Population Studied: 645,201 beneficiaries filling a total of 2.93 million claims in Medicare PDPs
Principal Findings: As of 2017, there were 470 orphan drugs in the market, with 29 having pediatric indications. The average number of claims per beneficiary was 4.27(sd=3.98). The 20 most common orphan drugs comprised 20.64% of the original sample and had multiple non-orphan indications (such as Humira, Gleevec and Harvoni). Among the 57 drug formularies, each formulary covered on average 11.48 (sd=1.93) of the top 20 orphans.

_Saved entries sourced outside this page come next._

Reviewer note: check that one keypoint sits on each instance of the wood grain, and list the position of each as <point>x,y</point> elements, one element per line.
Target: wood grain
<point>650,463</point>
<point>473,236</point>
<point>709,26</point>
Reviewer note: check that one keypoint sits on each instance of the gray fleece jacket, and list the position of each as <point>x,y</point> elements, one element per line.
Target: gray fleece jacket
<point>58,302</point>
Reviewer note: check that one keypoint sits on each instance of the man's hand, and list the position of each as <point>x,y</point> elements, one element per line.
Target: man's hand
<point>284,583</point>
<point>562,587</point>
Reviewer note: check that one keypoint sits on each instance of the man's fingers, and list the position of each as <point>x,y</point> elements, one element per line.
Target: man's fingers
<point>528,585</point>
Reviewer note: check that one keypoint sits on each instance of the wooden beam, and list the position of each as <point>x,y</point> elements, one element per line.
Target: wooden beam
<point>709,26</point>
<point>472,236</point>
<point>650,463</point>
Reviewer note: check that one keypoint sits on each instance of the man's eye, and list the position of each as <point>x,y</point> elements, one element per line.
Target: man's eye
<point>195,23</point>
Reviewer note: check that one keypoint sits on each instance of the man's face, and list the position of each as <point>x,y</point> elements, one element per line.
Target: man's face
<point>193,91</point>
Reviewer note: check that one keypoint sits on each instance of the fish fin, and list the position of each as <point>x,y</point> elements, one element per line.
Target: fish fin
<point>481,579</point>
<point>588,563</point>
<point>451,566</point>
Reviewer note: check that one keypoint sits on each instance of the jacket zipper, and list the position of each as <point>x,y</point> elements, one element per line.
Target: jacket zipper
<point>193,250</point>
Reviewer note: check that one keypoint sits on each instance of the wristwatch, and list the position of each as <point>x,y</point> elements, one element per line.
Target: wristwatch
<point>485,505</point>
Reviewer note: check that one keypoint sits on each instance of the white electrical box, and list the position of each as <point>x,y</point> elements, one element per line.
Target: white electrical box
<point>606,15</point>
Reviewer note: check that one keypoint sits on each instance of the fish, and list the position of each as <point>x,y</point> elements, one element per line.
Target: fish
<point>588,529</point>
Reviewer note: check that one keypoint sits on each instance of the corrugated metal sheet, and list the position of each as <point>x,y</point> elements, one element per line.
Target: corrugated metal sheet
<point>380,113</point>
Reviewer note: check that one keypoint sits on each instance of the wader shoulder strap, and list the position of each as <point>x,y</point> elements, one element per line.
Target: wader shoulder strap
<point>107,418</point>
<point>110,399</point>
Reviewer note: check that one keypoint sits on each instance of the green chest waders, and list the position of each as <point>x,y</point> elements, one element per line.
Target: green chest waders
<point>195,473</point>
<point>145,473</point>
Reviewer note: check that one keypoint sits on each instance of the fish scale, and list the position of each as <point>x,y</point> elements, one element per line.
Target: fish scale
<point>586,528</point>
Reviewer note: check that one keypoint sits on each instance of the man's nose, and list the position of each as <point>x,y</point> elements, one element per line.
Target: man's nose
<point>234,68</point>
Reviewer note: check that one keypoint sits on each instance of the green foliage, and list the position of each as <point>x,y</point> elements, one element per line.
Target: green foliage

On average, 39% of orphans per formulary were subject to a utilization control (most commonly Prior Authorization) and 55% were placed on the highest tier.
Conclusions: Preliminary results indicate that Medicare formularies widely impose utilization controls on orphan drugs, subjecting beneficiaries to the highest co-insurance rates. Further analysis is underway to investigate the relationship between such restrictions and beneficiaries’ utilization.
Policy Implications: Findings shed light on the current state of orphan drug coverage in Medicare. Final results may support a greater need for oversight by Medicare to guarantee access for patients with rare diseases while containing costs.